A novel approach to prepare large-scale and narrow-dispersed latex particles by emulsion polymerization based on particle coagulation mechanism

Abstract

In order to understand the mechanism of narrow particle size distribution of the final latex during particle coagulation, a series of experiments were performed to investigate the effect of polymer nature on particle coagulation capability. In particular, thermodynamics and kinetics in aqueous phase were considered to illustrate the detail process of particle coagulation. The final particle size decreased with the increasing side chain length of alkyl methacrylate from 181.5 nm in MMA to 131.6 nm in EMA, 119.3 nm in PMA, and 115.1 nm in BMA, indicating that the particle coagulation capability was proportional to the hydrophilicity of polymer. With increasing polymer hydrophilicity, the affinity between surfactant molecules and particle surface decreased, thus enhancing the particle coagulation capability.

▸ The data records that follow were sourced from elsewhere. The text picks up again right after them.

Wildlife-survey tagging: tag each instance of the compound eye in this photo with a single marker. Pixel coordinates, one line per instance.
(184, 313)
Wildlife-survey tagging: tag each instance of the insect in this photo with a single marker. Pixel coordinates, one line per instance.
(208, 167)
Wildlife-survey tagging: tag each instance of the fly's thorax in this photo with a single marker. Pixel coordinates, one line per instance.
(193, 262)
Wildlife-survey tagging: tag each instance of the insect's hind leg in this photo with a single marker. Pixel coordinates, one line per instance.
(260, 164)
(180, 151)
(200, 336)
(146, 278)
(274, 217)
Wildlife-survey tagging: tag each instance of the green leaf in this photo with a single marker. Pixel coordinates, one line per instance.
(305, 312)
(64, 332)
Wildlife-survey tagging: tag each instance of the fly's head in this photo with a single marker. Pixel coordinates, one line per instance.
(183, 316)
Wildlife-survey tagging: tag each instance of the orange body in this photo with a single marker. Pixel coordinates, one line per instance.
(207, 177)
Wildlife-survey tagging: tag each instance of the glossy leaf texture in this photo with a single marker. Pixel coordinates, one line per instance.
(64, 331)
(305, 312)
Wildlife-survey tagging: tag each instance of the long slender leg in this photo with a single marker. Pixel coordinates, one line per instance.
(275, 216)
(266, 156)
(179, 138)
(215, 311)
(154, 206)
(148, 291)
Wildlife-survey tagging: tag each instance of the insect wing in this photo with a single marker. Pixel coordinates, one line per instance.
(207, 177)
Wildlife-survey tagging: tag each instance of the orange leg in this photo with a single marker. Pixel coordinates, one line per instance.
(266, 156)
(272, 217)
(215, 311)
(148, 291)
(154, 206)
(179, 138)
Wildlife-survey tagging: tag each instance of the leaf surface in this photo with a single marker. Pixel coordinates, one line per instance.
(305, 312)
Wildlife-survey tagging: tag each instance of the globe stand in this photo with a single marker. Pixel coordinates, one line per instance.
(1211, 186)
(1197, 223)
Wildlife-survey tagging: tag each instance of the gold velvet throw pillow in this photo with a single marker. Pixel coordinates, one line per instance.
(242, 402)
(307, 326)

Moreover, the critical length of oligomer radical also increased with increasing hydrophilicity and the efficiency of radical capture decreased, thus increasing the saturation of monomer concentration in the inner part of particle, promoting particle coagulation. Combining these results and the La Mer Diagram, a novel approach was developed to prepare large-scale, narrow-dispersed, and high solid content polymer latex based on particle coagulation mechanism. Three criteria, namely, rapid nucleation, fast coagulation, and a long growth period, should be met to produce latex with a narrow particle size distribution.